Similarly, for being the MVP of the show, Joe Keery’s Steve is forced to rehash his feelings for Nancy, despite the character having been written to have closure with her and Jonathan’s relationship at the end of Season 2. There’s believability at least that, while separated from Jonathan due to distance and forced into proximity in near-death experiences, Nancy and Steve would grow closer again and Kerry and Natalia Dyer share definite chemistry, but it all feels like ten steps back in growth for both characters whose best moments have come from solo acts of heroics.

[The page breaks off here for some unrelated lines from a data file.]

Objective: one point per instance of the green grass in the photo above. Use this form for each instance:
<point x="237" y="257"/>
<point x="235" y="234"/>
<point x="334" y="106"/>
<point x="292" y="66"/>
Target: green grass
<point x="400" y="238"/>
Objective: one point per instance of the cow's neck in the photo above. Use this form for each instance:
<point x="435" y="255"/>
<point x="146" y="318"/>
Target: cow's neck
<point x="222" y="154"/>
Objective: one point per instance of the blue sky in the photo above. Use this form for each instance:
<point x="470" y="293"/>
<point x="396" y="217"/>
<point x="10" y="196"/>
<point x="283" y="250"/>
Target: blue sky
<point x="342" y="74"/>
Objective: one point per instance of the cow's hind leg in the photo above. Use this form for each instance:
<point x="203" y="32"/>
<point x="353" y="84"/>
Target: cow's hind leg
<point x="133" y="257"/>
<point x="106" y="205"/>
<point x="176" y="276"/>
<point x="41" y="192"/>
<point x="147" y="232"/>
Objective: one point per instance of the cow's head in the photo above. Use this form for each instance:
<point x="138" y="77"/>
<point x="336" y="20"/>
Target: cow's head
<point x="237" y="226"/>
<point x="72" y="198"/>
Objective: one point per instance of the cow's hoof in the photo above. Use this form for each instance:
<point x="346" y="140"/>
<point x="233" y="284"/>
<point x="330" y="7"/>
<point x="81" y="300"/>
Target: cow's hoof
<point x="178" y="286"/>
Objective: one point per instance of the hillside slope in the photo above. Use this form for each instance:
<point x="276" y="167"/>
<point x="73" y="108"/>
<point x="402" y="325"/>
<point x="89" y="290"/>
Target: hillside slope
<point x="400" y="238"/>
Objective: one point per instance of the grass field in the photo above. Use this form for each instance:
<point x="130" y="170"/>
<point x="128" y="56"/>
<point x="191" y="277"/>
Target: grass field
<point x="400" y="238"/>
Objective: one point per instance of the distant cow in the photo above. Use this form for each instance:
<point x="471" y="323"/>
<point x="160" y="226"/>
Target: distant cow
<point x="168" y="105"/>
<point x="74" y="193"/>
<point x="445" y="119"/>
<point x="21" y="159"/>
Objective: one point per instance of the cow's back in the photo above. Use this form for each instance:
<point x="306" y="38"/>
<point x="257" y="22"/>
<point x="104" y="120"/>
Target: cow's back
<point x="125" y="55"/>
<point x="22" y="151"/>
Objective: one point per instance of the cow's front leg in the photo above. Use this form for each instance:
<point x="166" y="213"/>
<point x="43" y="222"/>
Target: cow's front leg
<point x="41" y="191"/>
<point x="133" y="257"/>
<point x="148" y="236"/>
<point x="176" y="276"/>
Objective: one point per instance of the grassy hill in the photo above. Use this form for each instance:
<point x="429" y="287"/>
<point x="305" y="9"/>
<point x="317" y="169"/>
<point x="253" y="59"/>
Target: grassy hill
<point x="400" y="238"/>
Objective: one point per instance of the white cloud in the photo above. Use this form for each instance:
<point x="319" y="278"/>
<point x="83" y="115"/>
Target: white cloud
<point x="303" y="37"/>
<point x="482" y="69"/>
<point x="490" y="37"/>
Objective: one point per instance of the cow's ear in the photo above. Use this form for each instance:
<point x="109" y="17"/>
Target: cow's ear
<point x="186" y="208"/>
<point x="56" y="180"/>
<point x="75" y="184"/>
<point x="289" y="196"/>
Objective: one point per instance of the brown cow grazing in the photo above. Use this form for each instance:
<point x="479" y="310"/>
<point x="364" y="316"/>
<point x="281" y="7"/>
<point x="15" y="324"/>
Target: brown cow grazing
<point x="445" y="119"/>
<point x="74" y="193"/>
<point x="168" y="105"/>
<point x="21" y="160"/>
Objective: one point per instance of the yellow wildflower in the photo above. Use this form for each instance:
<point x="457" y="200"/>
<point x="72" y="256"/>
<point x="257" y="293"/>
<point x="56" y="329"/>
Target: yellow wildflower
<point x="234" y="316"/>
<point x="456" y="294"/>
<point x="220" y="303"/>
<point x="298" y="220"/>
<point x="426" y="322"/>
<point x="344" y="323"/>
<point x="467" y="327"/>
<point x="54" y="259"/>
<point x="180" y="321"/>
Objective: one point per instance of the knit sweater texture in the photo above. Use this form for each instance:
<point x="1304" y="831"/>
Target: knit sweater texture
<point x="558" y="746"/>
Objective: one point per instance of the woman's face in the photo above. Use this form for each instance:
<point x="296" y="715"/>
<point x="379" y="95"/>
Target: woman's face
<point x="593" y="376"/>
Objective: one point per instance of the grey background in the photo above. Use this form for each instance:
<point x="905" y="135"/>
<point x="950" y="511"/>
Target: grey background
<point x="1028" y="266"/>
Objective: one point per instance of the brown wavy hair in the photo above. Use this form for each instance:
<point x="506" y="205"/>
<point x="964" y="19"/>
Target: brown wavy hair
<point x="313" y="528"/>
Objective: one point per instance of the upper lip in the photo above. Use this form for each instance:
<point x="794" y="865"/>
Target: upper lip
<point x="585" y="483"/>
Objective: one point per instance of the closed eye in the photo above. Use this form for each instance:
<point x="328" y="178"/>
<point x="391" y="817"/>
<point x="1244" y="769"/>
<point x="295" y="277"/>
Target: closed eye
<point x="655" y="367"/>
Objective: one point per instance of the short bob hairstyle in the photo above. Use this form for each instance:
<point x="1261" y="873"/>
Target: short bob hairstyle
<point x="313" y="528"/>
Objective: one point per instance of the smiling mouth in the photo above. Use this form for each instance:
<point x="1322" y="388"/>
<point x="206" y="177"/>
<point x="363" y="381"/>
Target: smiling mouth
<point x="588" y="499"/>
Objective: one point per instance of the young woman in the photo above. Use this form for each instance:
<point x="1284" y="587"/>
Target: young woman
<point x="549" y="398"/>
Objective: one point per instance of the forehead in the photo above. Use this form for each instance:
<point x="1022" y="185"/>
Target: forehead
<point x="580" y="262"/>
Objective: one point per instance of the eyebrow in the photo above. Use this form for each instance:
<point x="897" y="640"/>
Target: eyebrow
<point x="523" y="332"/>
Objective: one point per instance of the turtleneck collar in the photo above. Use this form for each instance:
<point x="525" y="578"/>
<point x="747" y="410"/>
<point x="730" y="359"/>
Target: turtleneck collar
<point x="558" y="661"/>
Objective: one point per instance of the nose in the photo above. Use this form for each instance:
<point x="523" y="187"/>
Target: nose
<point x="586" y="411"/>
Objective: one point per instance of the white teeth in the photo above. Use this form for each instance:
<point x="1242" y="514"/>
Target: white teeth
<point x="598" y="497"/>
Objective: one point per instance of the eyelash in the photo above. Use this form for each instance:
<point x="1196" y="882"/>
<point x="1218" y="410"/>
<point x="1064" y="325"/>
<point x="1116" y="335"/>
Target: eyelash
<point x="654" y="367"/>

It’s a shame, and something that is certainly rectified when the characters are all working together rather than being split apart, but it’s one of the obvious weak spots in a series that, for all its messiness, remains almost frustratingly engaging. While there’s no doubt in the ambition behind worldbuilding (not to mention that fantastic score) it’s always been the characters who have driven so much of the care. So why does it seem like the Duffer Brothers care less about their characters than the viewers do? Partner the characters off if you must, but don’t rely on the pairings themselves to do the heavy lifting in characterization.
The capability is there—we see it in episodes such as the extraordinary “Dear Billy,” which understood Max’s trauma and loneliness and the way her friends would rally around her. It’s just become abundantly clear the writers believe the intrigue lives in the mythos of the Hawkins town and its Sunnydale-ification and the multiple, overlaying, and knotted plots and not in the relationships introduced in Season 1 and the developments they’ve taken. Look at the highlights of any given season, from Eleven saving Mike in Season 1 to her return in Season 2, Max and Eleven’s friendship in Season 3 and Robin and Steve’s shared confessional in a dirty bathroom stall, and the strength of the show is apparent to anyone who’s watching, just not the ones creating it.
All episodes of Season 4 of Stranger Things are currently available on Netflix.